The program will be managed by our Vice President, Human Resources, PMPH and directed by a diverse oversight committee comprised of physicians, health care executives, employees and community leaders.  The role of the committee is to ensure that the program is effective, efficient, fair and transparent and to support the development of similar programs nationally.  The use of the endowment will be directed by the Princeton Medical Center Foundation’s Board of Director in collaboration with the oversight committee and our Vice President of Human Resources.

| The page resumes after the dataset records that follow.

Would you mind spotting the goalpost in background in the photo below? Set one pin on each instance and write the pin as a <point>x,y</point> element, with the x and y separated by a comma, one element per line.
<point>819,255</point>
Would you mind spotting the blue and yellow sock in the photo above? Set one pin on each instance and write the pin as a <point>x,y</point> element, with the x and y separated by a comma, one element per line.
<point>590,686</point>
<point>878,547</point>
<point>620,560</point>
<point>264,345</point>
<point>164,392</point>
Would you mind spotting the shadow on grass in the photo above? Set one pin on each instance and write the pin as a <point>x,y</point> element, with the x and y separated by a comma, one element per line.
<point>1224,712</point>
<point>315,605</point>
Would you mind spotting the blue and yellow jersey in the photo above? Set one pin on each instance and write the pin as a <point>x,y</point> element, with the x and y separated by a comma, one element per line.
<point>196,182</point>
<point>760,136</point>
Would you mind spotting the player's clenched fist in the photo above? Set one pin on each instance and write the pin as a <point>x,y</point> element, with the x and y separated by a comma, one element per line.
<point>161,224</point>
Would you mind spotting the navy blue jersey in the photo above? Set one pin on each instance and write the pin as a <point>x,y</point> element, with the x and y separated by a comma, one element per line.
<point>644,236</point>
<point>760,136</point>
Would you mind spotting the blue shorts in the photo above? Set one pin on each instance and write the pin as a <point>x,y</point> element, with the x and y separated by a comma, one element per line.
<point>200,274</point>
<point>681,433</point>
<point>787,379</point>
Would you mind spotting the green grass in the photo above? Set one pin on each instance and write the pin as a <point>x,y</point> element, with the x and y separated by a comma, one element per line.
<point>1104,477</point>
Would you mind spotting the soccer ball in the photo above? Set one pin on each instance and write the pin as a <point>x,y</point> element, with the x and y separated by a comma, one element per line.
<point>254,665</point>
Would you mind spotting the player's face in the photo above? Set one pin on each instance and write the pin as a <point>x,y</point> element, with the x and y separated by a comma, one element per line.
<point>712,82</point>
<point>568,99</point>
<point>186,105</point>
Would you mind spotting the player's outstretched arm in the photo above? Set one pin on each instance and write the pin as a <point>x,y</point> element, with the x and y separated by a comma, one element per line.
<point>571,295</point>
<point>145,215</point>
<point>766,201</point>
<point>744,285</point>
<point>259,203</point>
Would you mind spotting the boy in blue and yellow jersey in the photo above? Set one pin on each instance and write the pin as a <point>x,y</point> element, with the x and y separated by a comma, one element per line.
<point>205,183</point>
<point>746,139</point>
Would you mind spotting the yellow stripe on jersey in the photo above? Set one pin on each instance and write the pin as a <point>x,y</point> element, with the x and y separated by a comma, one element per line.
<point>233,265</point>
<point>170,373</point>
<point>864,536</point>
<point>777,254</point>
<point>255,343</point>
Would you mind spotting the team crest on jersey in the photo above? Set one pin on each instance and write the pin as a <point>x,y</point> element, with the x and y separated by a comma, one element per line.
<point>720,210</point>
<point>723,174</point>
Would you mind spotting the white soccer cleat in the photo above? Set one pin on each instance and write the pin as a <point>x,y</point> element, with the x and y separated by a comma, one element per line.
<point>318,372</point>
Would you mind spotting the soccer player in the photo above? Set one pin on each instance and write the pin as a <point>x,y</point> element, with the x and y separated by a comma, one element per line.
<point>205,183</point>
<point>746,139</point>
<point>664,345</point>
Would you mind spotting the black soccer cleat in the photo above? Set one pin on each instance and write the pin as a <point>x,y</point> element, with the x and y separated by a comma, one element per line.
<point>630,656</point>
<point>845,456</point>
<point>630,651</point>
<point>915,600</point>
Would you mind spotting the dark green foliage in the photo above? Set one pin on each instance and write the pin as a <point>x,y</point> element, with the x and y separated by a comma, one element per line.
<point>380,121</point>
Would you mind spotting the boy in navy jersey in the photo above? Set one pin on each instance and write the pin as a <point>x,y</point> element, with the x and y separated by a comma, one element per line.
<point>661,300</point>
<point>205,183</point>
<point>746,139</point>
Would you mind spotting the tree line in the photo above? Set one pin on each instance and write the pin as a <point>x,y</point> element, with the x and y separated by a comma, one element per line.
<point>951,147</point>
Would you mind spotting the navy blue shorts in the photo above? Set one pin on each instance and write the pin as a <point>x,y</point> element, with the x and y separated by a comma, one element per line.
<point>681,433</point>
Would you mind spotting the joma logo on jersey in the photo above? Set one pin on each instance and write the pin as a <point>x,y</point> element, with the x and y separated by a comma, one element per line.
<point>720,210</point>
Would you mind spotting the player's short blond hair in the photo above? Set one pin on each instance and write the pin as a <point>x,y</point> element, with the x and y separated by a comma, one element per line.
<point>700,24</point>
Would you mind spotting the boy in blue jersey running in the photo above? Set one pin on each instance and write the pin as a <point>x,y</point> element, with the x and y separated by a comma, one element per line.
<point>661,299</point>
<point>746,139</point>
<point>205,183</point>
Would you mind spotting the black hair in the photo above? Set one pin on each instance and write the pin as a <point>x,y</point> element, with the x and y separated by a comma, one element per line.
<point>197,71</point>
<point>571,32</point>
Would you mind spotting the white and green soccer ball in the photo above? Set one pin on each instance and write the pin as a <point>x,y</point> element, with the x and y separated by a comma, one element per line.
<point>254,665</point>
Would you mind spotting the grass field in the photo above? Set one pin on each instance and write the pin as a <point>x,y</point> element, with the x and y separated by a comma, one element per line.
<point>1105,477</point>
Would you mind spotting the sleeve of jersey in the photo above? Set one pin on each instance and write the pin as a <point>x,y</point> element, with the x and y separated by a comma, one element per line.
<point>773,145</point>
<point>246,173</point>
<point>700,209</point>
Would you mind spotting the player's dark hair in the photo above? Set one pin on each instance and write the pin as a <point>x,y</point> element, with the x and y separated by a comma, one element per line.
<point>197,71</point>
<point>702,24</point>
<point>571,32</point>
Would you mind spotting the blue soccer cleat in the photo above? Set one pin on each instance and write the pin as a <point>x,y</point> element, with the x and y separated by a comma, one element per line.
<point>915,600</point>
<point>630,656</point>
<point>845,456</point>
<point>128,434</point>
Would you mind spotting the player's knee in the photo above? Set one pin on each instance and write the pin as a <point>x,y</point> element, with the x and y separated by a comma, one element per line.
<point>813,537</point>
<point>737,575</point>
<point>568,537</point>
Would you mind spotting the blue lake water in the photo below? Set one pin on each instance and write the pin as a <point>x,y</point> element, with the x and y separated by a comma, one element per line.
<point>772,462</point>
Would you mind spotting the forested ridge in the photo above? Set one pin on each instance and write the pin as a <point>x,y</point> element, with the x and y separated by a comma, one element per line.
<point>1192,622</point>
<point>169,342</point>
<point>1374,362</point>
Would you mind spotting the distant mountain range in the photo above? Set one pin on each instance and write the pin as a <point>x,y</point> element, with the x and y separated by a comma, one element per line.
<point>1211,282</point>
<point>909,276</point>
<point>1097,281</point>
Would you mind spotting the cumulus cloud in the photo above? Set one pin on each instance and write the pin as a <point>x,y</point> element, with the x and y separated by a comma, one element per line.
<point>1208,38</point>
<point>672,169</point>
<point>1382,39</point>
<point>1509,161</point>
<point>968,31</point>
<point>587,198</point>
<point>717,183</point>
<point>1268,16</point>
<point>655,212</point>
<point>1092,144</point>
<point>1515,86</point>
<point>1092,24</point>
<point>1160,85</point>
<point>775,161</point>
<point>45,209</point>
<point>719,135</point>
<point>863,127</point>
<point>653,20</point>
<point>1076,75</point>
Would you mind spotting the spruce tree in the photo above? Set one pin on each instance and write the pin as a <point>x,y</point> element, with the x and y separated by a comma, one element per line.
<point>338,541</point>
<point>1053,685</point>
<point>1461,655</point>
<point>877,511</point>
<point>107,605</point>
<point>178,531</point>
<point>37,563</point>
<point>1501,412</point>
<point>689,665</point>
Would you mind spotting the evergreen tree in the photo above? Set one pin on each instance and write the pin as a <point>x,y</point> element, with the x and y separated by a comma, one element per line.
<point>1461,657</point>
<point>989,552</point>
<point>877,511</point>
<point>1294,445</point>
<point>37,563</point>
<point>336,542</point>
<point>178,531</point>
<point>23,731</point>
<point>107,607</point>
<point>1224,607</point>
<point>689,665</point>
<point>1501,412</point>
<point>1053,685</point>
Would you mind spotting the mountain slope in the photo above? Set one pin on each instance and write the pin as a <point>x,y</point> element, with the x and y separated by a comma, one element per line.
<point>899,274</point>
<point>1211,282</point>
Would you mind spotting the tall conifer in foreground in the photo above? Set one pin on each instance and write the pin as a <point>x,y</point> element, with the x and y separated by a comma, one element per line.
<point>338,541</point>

Support from this endowment will help us:

  • Understand the social determinants of health that are barriers to our employees
  • Partner with our colleagues at Penn Medicine, the University of Pennsylvania and our community to leverage their research, expertise and resources
  • Develop strategies to address the root causes of these challenges
  • Identify, connect with and pay for community resources to help employees
  • Provide emergency financial assistance
  • Develop a mechanism to track progress and adapt the program to the changing needs of employees

Some examples of how social determinants of health can be addressed include:

Food insecurity or access to nutritious foods:

  • provide vouchers for employees to local farmer’s markets
  • create a food pantry on campus 

Education and Job opportunities:

  • provide on-site GED and English as a Second Language (ESL) classes and professional training opportunities
  •  create a mentorship program to match employees with managers to provide career counseling and coaching

Early Childhood Education:

  • support onsite and offsite early childhood education

Housing Stability:

  • provide housing assistance in the form of loan programs and housing allowances

 

We recognize that we will not be able to address every social determinant of health, but by leveraging the extraordinary resources of Princeton Health, Penn Medicine, and the community we serve, we will make a meaningful difference in the health of our employees and strengthen our organization.